The warning was delivered at a member meeting of the Vietnam Real Estate Association (VNRE) earlier this week.
 
 
Statistics by the HCM City Department of Planning and Investment revealed that enterprises only own 15–20% of the total investment capital, and the remaining 70–80% capital is sourced from banks.
The system's outstanding loans allocated in the real estate sector as of December 2013 reached VND268 trillion (US$12.6 billion), and non-performing loans were escalating at fast paces, stated Tran Kim Chung, deputy head of Central Institute for Economic Management.
On the contrary, the ratio of Return on Asset (ROA) and Return on Equity (ROE) of real estate, construction and construction material production companies is 50% lower than the average ratio of the top 500 enterprises in Vietnam. However, their financial leverage ratios are 50% higher than the average ratio.
"No country earning very low income per capita uses such high financial leverage ratio like Vietnam," independent economist Le Xuan Nghia noted, adding "Risks caused by financial leverage are unpredictable."The dependence on the financial market becomes worse when the money movements go through downturn periods. In the last decade, there were four financial crises and this pace was a real danger to all markets, especially real estate.
Banks tightened lending policy and charged high interest rates, which pushed many property investors into troubles, such as debt burden, stockpile or no capital for project completion.
"That is the reason why real estate companies should never together inflate prices of real estate projects despite a recent rebound. Pricing must be done very carefully," Nghia pointed out.
Experts noted that developers should focus on feasible projects and stop digging for new projects, and also cut average apartment price to VND500–700 million (US$23,580–33,000) each, and to VND2–3 billion (US$94,300–141,500) per terrace house.
Potential albeit risky
Despite obvious risks, a large number of economists remarked that the real estate market of Vietnam appears attractive after bottoming out and showing signs of recovery, the government news portal reported.
Dang Duc Thanh, dean of the Vietnam Economists Club, stated that real estate prices in Vietnam fell by a half against 2007 and costs of numerous departments bottomed out.

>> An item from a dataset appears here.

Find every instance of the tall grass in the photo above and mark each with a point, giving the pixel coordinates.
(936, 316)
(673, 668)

Experts assumed that in the period from the third quarter of 2014 to early 2015, the domestic real estate market will improve if the government continues to support enterprises to handle high inventory levels and non-performing loans and raise liquidity for the real estate market.
According to Neil MacGregor, managing director of Savills Vietnam—a real estate developer, the domestic real estate market is in an attractive period.
Neil MacGregor claimed that Vietnam is standing at the bottom point of a real estate cycle while other Asian markets remain at the other side and are likely to be on the decline in the next few years. Hence, Vietnam is believed to serve as an important destination for investors in Southeast Asia.
He also revealed that customers of Savills Vietnam from Japan, Singapore and the Republic of Korea are intending to join long-term and large-scale projects on housing development in Vietnam.
VNRE general secretary Phan Thanh Mai stated that eight commercial banks are working on a pilot programme to connect investors, bidders, material providers and banks to remove difficulties and handle high inventory levels in the real estate market.
The move has defrosted the real estate market.